Adani group may buy Dhamra port’s export terminal
Adani group is examining a possible deal to buy the export terminal at Dhamra port in Orissa that has been lying mostly idle since it opened for operations in September, Live Mint reports.
Dhamra Port Co. Ltd (DPCL) put up the dry bulk export terminal for sale as iron ore shipments from India-meant to be its main commodity-hit a hurdle due to increases in export duty and rail freight rate.
The terminal has loaded a mere 200,000 tonnes of iron ore in the eight months since it began operations, though it is equipped to handle about 13.5 million tonnes (mt) a year.
DPCL mandated Kotak Investment Banking to find a buyer for the export terminal.
The proposed transaction has attracted Adani Ports and Special Economic Zone Ltd, the operator of India’s biggest private port at Mundra in Gujarat. Details on other suitors were not available.
“We have been approached by Kotak and we are analysing the deal,” an executive at Adani group said on condition of anonymity because the firm is bound by a confidentiality agreement it has signed with the investment bank.
A deal at Dhamra will help the Ahmedabad-based Adani group strengthen its presence on the eastern coast, besides helping its commodity trading business, said an executive at the Mumbai office of a global consulting firm. He did not want to be named because of his company’s policy on speaking with the media.
Mint has reviewed a copy of the note prepared by Kotak Investment Banking for the benefit of potential suitors for the transaction, which it has code-named Project Vulcan.
“It’s a strategic move,” said Santosh Kumar Mohapatra, chief executive officer of Dhamra Port, an equal joint venture between Larsen and Toubro Ltd and Tata Steel Ltd. “If someone else sees greater value in running the terminal as an export facility, then why not.”
The sale of the export terminal will be structured through a sub-lease agreement whereby the investor will have to pay some upfront money and share a portion of the annual revenues with DPCL.
The quantum of the revenue share will be determined through a bidding process, according to a person briefed on the proposed transaction, who declined to be identified. This is the format typically followed for port deals.
Being a port outside the Union government’s control, DPCL is free to set its own rates. Rates at Union government-controlled ports are set by the Tariff Authority for Major Ports.

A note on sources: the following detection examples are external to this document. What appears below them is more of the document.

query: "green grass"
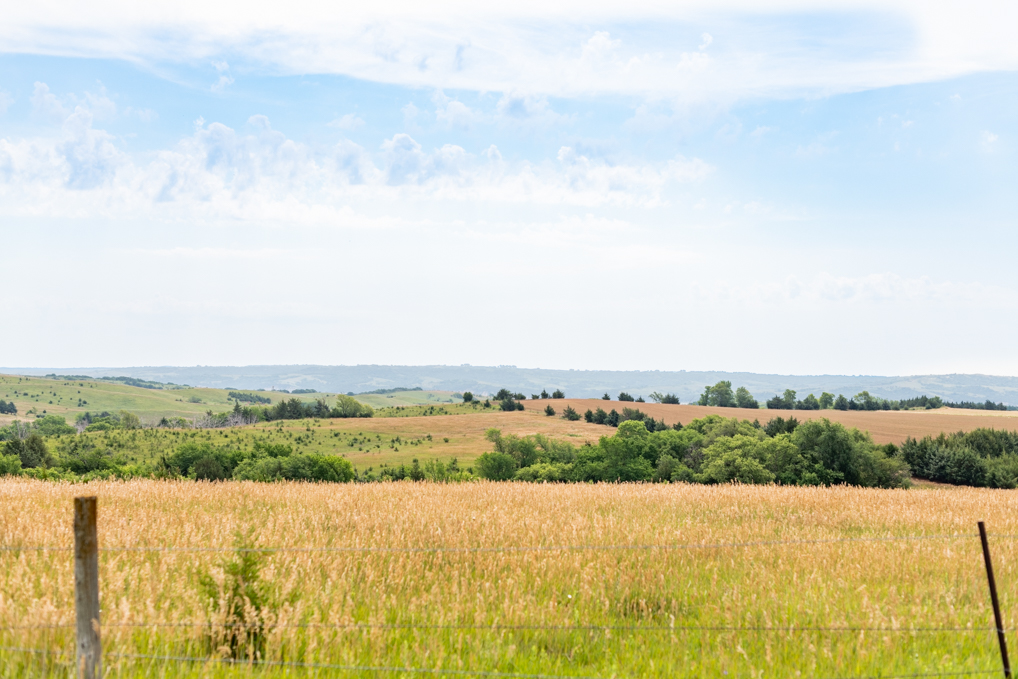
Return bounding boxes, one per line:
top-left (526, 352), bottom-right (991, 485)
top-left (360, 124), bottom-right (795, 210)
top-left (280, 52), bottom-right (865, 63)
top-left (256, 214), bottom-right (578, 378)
top-left (354, 391), bottom-right (463, 408)
top-left (0, 375), bottom-right (358, 425)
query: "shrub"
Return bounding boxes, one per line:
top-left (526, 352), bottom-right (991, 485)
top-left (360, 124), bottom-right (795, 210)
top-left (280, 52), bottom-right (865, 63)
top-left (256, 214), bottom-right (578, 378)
top-left (549, 405), bottom-right (580, 422)
top-left (477, 452), bottom-right (517, 480)
top-left (199, 535), bottom-right (271, 660)
top-left (0, 455), bottom-right (21, 476)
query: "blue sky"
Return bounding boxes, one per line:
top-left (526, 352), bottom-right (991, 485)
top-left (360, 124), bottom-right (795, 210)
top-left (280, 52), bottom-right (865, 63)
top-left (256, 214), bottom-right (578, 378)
top-left (0, 0), bottom-right (1018, 375)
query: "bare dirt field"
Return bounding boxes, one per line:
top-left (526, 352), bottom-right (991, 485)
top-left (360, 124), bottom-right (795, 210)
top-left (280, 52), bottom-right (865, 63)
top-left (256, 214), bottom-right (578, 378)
top-left (523, 398), bottom-right (1018, 444)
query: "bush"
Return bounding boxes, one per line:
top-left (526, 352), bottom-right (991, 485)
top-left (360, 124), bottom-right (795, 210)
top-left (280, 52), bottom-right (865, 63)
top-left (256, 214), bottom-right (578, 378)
top-left (477, 452), bottom-right (517, 480)
top-left (548, 405), bottom-right (580, 422)
top-left (5, 432), bottom-right (53, 469)
top-left (0, 455), bottom-right (21, 476)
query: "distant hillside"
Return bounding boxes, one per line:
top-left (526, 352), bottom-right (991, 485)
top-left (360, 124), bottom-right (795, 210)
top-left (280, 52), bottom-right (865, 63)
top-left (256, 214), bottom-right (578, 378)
top-left (0, 365), bottom-right (1018, 405)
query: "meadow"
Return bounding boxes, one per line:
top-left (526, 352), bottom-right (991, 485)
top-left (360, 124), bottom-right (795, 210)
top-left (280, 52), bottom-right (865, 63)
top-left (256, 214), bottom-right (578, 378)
top-left (0, 478), bottom-right (1018, 678)
top-left (520, 398), bottom-right (1018, 445)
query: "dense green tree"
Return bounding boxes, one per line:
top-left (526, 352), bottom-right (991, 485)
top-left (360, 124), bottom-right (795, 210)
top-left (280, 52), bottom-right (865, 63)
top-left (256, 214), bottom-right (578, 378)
top-left (476, 452), bottom-right (518, 480)
top-left (795, 394), bottom-right (821, 410)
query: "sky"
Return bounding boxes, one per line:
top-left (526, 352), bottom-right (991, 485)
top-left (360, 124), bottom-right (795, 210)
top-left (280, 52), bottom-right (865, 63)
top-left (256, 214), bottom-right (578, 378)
top-left (0, 0), bottom-right (1018, 375)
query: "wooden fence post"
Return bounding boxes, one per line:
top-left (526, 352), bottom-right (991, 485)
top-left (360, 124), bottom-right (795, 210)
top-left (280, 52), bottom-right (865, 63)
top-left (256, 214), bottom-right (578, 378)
top-left (979, 521), bottom-right (1011, 679)
top-left (74, 497), bottom-right (103, 679)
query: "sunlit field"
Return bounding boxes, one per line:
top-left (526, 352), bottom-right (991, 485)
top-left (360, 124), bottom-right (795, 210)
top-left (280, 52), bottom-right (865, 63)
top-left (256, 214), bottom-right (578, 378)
top-left (0, 479), bottom-right (1018, 677)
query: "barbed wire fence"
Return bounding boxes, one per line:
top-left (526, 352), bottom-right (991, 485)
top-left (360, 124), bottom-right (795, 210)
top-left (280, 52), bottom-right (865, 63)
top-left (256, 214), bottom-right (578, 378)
top-left (0, 497), bottom-right (1018, 679)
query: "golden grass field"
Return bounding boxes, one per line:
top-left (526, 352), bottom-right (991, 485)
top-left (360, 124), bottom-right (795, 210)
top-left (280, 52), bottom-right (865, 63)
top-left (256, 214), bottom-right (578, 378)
top-left (522, 398), bottom-right (1018, 444)
top-left (0, 478), bottom-right (1018, 678)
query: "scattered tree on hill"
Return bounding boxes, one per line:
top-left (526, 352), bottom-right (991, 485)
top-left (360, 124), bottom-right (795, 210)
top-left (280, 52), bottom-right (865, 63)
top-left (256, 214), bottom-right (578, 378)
top-left (735, 387), bottom-right (760, 410)
top-left (697, 380), bottom-right (735, 408)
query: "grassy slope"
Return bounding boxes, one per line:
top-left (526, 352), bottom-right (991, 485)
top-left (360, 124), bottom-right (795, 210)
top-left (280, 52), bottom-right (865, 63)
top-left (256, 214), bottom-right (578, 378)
top-left (354, 391), bottom-right (460, 408)
top-left (0, 375), bottom-right (344, 425)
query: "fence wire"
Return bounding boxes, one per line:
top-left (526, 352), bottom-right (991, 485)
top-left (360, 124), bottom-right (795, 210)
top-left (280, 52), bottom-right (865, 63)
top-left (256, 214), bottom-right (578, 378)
top-left (0, 533), bottom-right (993, 554)
top-left (0, 621), bottom-right (1012, 634)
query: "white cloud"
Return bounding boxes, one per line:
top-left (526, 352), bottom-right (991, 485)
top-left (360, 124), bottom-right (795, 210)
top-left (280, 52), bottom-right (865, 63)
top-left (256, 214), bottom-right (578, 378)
top-left (0, 90), bottom-right (14, 115)
top-left (0, 116), bottom-right (713, 222)
top-left (979, 129), bottom-right (1001, 153)
top-left (329, 113), bottom-right (364, 129)
top-left (0, 0), bottom-right (1018, 102)
top-left (32, 82), bottom-right (70, 120)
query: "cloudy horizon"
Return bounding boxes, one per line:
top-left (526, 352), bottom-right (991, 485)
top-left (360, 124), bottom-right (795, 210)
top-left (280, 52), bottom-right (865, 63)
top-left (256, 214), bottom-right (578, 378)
top-left (0, 2), bottom-right (1018, 375)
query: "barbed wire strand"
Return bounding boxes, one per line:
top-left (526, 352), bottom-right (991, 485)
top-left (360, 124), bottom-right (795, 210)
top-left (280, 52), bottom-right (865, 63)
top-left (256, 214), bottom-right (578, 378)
top-left (0, 646), bottom-right (1001, 679)
top-left (814, 669), bottom-right (1003, 679)
top-left (0, 533), bottom-right (997, 554)
top-left (0, 622), bottom-right (1011, 634)
top-left (104, 654), bottom-right (599, 679)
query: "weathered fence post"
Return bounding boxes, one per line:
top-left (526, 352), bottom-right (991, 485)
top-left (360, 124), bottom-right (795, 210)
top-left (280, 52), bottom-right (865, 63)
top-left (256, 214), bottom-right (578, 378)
top-left (74, 497), bottom-right (103, 679)
top-left (979, 521), bottom-right (1011, 679)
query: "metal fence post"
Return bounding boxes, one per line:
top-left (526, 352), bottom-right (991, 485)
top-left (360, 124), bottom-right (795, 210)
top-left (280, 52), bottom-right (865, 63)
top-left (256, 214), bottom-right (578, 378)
top-left (979, 521), bottom-right (1011, 679)
top-left (74, 497), bottom-right (103, 679)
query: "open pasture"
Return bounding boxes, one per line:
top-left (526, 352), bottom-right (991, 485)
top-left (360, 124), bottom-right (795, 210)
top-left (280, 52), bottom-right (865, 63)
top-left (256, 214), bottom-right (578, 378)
top-left (521, 398), bottom-right (1018, 444)
top-left (0, 479), bottom-right (1018, 678)
top-left (0, 375), bottom-right (331, 426)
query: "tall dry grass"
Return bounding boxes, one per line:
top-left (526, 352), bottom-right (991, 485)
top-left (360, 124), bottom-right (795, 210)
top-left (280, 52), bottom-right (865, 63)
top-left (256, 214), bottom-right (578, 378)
top-left (0, 479), bottom-right (1018, 677)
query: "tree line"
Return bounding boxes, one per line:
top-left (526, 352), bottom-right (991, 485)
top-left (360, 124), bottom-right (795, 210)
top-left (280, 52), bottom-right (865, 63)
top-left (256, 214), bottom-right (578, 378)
top-left (475, 415), bottom-right (909, 488)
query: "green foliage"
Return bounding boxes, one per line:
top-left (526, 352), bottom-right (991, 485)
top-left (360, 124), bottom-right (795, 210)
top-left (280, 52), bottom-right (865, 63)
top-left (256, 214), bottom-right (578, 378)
top-left (0, 454), bottom-right (21, 476)
top-left (476, 452), bottom-right (518, 480)
top-left (735, 387), bottom-right (760, 410)
top-left (795, 394), bottom-right (821, 410)
top-left (199, 535), bottom-right (273, 660)
top-left (3, 432), bottom-right (53, 469)
top-left (228, 391), bottom-right (272, 405)
top-left (764, 416), bottom-right (799, 437)
top-left (697, 380), bottom-right (748, 408)
top-left (33, 415), bottom-right (75, 436)
top-left (899, 429), bottom-right (1018, 488)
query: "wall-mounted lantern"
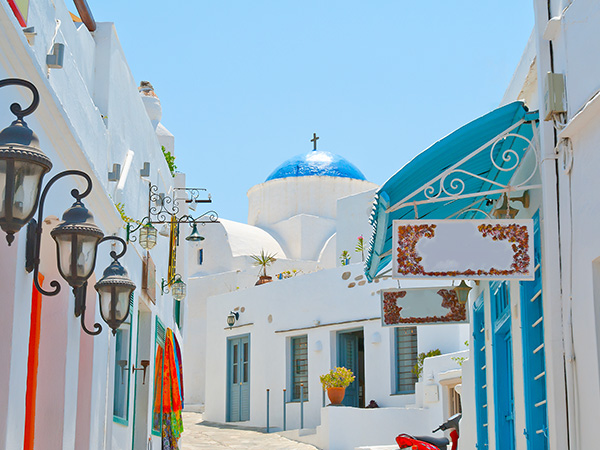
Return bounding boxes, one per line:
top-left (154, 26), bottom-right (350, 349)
top-left (227, 311), bottom-right (240, 329)
top-left (454, 280), bottom-right (473, 303)
top-left (160, 274), bottom-right (187, 301)
top-left (0, 78), bottom-right (135, 335)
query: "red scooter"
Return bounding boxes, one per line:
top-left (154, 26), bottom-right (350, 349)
top-left (396, 414), bottom-right (462, 450)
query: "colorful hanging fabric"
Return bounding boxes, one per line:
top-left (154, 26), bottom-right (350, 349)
top-left (152, 345), bottom-right (164, 430)
top-left (162, 328), bottom-right (183, 450)
top-left (173, 334), bottom-right (185, 409)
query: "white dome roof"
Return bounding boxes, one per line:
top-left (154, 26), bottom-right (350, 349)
top-left (219, 219), bottom-right (286, 258)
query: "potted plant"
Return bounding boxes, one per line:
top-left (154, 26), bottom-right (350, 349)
top-left (319, 367), bottom-right (355, 405)
top-left (354, 234), bottom-right (365, 262)
top-left (340, 250), bottom-right (351, 266)
top-left (250, 250), bottom-right (277, 286)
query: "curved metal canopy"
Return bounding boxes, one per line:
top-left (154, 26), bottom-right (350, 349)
top-left (365, 102), bottom-right (538, 279)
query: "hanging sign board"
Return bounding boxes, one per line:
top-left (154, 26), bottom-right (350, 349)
top-left (381, 286), bottom-right (468, 327)
top-left (8, 0), bottom-right (29, 27)
top-left (392, 219), bottom-right (534, 280)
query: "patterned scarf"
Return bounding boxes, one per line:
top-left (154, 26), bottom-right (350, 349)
top-left (162, 328), bottom-right (183, 450)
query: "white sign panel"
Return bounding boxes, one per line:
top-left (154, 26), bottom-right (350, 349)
top-left (381, 286), bottom-right (468, 327)
top-left (392, 219), bottom-right (534, 280)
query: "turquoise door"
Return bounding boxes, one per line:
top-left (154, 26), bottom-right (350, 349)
top-left (490, 281), bottom-right (515, 450)
top-left (473, 294), bottom-right (489, 450)
top-left (521, 211), bottom-right (548, 450)
top-left (337, 330), bottom-right (365, 408)
top-left (227, 335), bottom-right (250, 422)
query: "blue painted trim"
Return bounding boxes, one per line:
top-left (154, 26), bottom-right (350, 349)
top-left (225, 333), bottom-right (252, 422)
top-left (365, 102), bottom-right (535, 279)
top-left (472, 293), bottom-right (489, 449)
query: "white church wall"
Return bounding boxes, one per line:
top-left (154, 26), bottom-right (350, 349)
top-left (336, 189), bottom-right (375, 265)
top-left (264, 214), bottom-right (335, 261)
top-left (247, 176), bottom-right (376, 260)
top-left (319, 233), bottom-right (337, 269)
top-left (205, 264), bottom-right (464, 428)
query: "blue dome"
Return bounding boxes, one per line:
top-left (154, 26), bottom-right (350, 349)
top-left (265, 150), bottom-right (366, 181)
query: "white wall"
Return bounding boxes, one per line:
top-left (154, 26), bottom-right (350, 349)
top-left (205, 264), bottom-right (466, 428)
top-left (248, 176), bottom-right (376, 260)
top-left (0, 0), bottom-right (187, 449)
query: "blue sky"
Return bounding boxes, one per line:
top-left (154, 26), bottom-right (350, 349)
top-left (88, 0), bottom-right (534, 222)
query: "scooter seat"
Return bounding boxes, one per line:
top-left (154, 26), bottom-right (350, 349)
top-left (414, 436), bottom-right (450, 450)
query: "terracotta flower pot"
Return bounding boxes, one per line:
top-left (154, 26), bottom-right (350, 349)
top-left (254, 275), bottom-right (273, 286)
top-left (327, 388), bottom-right (346, 405)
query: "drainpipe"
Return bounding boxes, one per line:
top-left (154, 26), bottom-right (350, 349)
top-left (534, 0), bottom-right (577, 450)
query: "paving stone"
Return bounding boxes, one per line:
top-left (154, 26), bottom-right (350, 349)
top-left (181, 412), bottom-right (316, 450)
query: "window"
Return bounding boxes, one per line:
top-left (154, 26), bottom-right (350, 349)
top-left (113, 313), bottom-right (131, 425)
top-left (173, 299), bottom-right (181, 330)
top-left (152, 317), bottom-right (165, 436)
top-left (396, 327), bottom-right (417, 394)
top-left (290, 335), bottom-right (308, 401)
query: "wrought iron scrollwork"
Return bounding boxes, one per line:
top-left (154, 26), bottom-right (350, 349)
top-left (33, 170), bottom-right (92, 297)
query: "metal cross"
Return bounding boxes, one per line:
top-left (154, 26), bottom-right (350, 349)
top-left (310, 133), bottom-right (319, 150)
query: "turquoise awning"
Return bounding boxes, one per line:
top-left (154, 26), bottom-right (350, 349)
top-left (365, 102), bottom-right (538, 280)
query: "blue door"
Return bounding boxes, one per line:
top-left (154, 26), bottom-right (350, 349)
top-left (490, 281), bottom-right (515, 450)
top-left (227, 335), bottom-right (250, 422)
top-left (521, 211), bottom-right (548, 450)
top-left (337, 330), bottom-right (365, 408)
top-left (473, 294), bottom-right (489, 450)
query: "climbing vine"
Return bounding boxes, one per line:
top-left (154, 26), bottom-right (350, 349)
top-left (160, 145), bottom-right (177, 177)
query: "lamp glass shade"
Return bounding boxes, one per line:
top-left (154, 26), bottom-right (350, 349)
top-left (140, 223), bottom-right (158, 250)
top-left (171, 278), bottom-right (186, 301)
top-left (227, 313), bottom-right (235, 328)
top-left (54, 232), bottom-right (101, 287)
top-left (0, 119), bottom-right (52, 245)
top-left (0, 159), bottom-right (48, 243)
top-left (185, 224), bottom-right (205, 242)
top-left (98, 284), bottom-right (133, 332)
top-left (494, 194), bottom-right (519, 219)
top-left (94, 261), bottom-right (135, 334)
top-left (454, 280), bottom-right (472, 303)
top-left (50, 201), bottom-right (104, 287)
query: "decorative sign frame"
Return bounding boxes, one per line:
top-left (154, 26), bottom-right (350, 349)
top-left (381, 286), bottom-right (469, 327)
top-left (8, 0), bottom-right (29, 27)
top-left (142, 253), bottom-right (156, 305)
top-left (392, 219), bottom-right (535, 280)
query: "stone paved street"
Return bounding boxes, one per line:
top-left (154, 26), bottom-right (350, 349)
top-left (181, 412), bottom-right (316, 450)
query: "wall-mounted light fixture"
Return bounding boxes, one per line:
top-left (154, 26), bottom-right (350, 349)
top-left (0, 78), bottom-right (135, 335)
top-left (493, 192), bottom-right (519, 219)
top-left (131, 359), bottom-right (150, 384)
top-left (454, 280), bottom-right (473, 303)
top-left (227, 311), bottom-right (240, 329)
top-left (127, 184), bottom-right (219, 246)
top-left (160, 274), bottom-right (187, 301)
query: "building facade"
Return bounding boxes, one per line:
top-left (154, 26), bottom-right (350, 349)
top-left (0, 0), bottom-right (187, 449)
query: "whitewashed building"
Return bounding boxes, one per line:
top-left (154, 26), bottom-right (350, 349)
top-left (0, 0), bottom-right (186, 449)
top-left (367, 0), bottom-right (600, 450)
top-left (185, 143), bottom-right (468, 449)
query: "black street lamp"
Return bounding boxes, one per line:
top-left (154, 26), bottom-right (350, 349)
top-left (126, 184), bottom-right (219, 246)
top-left (160, 274), bottom-right (187, 302)
top-left (0, 78), bottom-right (52, 245)
top-left (0, 78), bottom-right (135, 335)
top-left (95, 236), bottom-right (135, 334)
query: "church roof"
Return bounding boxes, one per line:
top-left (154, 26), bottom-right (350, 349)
top-left (266, 150), bottom-right (366, 181)
top-left (219, 219), bottom-right (286, 258)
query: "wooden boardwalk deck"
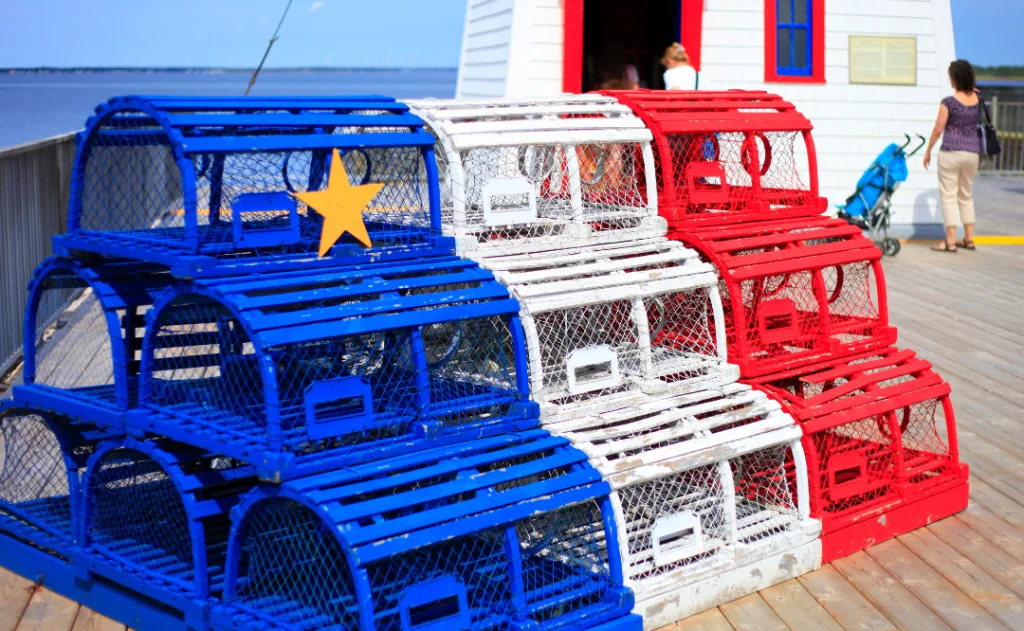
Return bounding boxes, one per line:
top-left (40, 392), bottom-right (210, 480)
top-left (0, 178), bottom-right (1024, 631)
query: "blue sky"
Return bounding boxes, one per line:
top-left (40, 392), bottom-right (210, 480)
top-left (0, 0), bottom-right (1024, 68)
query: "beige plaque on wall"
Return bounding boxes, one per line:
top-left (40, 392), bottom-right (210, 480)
top-left (850, 35), bottom-right (918, 85)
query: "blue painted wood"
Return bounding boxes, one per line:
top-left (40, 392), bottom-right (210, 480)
top-left (77, 437), bottom-right (256, 612)
top-left (0, 531), bottom-right (208, 631)
top-left (120, 256), bottom-right (539, 479)
top-left (23, 257), bottom-right (174, 428)
top-left (0, 399), bottom-right (113, 549)
top-left (54, 96), bottom-right (451, 278)
top-left (181, 133), bottom-right (436, 154)
top-left (167, 112), bottom-right (423, 128)
top-left (211, 430), bottom-right (638, 631)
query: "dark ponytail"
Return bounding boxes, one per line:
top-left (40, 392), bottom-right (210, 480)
top-left (949, 59), bottom-right (975, 94)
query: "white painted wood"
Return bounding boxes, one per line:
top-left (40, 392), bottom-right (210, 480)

Port consultants, however, said this may not be the right time to sell the export terminal because of the weak market conditions, but Dhamra port may be under pressure from its lenders.
“They will not get the right valuation,” said an executive with a Mumbai-based infrastructure consultancy, who, too, declined to be named.
DPCL could be under pressure from its banks, led by IDBI Bank Ltd, which have loaned it about Rs.2,500 crore to construct the new port, the executive said.
Dhamra Port also runs a coal import terminal that has a capacity to load 13.5 mt of cargo a year. This terminal has loaded about 6 mt since it began operations in May for customers including Tata Steel, and is not on sale.
DPCL was awarded the rights to develop and operate a port at Dhamra for 30 years by the Orissa government in 2004. The contract can be extended for two additional periods of 10 years each.
The Rs.3,200-crore first phase of the port began commercial operations from two fully mechanized berths capable of handling coking coal, steam and thermal coal, limestone and iron ore.
Dhamra port, located between the Union government-controlled Haldia and Paradip ports, is one of the deepest on India’s eastern coast and is capable of allowing super cape-size vessels-the biggest of the dry bulk ships capable of loading as much as 180,000 tonnes of cargo-to dock.
The port is located close to the mineral belt of Orissa, Jharkhand and West Bengal and is connected to the hinterland (cargo-generating areas) through a 62km-long railway track linking Dhamra to Bhadrak on the main Howrah-Chennai line. The Rs.900 crore rail link, funded by DPCL, is the longest electrified private rail line in India.
India’s iron ore exports fell to 60.6 mt in fiscal 2012 from 97.66 mt a year earlier, said R.K. Sharma, secretary general of the Federation of Indian Mineral Industries.
A ban on the export of the steel-making commodity from Karnataka, India’s second biggest producer of iron ore, was compensated by production from the eastern region.
“However, the 30% export duty on iron ore and a higher rail freight for moving the commodity for exports has made India’s iron ore totally uncompetitive in the global market. This has led to the drop in India’s iron ore exports,” Sharma said.
The rail freight for transporting iron ore meant for exports is more than three times the rate for local movement of the commodity, he noted.
The problems facing India’s iron ore trade has forced firms that put up port facilities for exporting the commodity to look at options.
In February, the board of Ennore Port Ltd, India’s only corporate port controlled by the Union government, agreed to a request from Sical Iron Ore Terminals Ltd to handle coal at its iron ore loading facility after the export ban on the commodity from Karnataka rendered the terminal idle since it was opened in January 2011. Sical Iron Ore is a joint venture company formed by Sical Logistics Ltd and state-run commodity trader MMTC Ltd to develop and operate the new terminal at Ennore port in Tamil Nadu for 30 years.